Endocrine disrupting chemicals (EDCs) are ubiquitous in the environment and have
been detected in drinking water. Although various water treatment processes can
remove EDCs, chemicals can migrate from pipes that transport water and
contaminate drinking water. Globally bottled water consumption is steadily rising as
an alternative to tap water, but EDCs have also been detected in bottled water.
Sources of EDCs in bottled water include contamination of the water source,
contamination through the production process or the migration of EDCs from the
packaging material. There is limited information on EDCs in drinking water and
bottled water from South Africa.
The aim of this study was to determine the estrogenic activity, levels of selected
EDCs and the potential health risks associated with the consumption of water from
selected distribution points in Pretoria (City of Tshwane) and Cape Town as well as
bottled water. The study consisted of 3 phases. Phase 1 included the analysis of
drinking water samples from ten water distribution points in Pretoria and Cape Town
collected over four sampling periods. In phase 2, ten brands of bottled water were
analysed after exposure to different storage conditions (20°C, 40°C, light and dark)

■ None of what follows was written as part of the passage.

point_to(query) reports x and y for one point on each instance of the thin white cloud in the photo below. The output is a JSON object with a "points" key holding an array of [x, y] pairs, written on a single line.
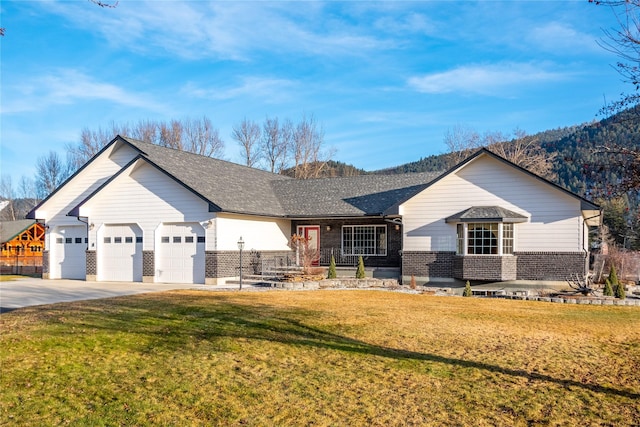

for 10 days. Samples were extracted using a C18 solid phase extraction method.
Estrogenic activity was assessed using the recombinant yeast estrogen screen
(YES) bioassay and the T47D-KBluc reporter gene bioassay. The extracts were
analysed for di(2-ethylhexyl) adipate (DEHA), di(2-ethylhexyl) phthalate (DEHP),
diisononylphthalate (DINP), dibutyl phthalate (DBP), bisphenol A (BPA),
nonylphenol (NP), 17β-estradiol (E2), estrone (E1) and ethynylestradiol (EE2) using
UPLC-MS. Phase 3 consisted of a scenario based health risk assessment to assess
the carcinogenic and toxic human health risks associated with the consumption of
distribution point and bottled water.
All the samples were below the detection limit (dl) in the YES bioassay, but
estrogenic activity was detected in bottled and distribution point water using the
T47D-KBluc bioassay. All samples were below the 0.7 ng/L trigger value for
estrogenic activity in drinking water. NP was below the dl for all the samples, E2 was detected in five distribution point samples and E1, EE2, DEHA, DEHP, DINP, DBP
and BPA were detected in distribution point and bottled water samples. The
estrogenic activity and levels of target chemicals were comparable to the levels
found in other countries.
Hazard quotients for BPA, DEHA and DINP were higher in bottled water compared
to distribution point water. The greatest non-carcinogenic health risk was posed by
E1 in distribution point water from Pretoria and the highest cancer risk by levels of
DEHP in distribution point water from Cape Town. However, overall, health risk
assessment revealed acceptable health and carcinogenic risks associated with the
consumption of distribution point and bottled water.
Although the potential health risks posed by the EDCs found in the water samples in
this study were low, the fact that potential EDCs were found in the water samples are
still of concern. A monitoring strategy that also includes water from other
municipalities and other brands of bottled water are therefore recommended.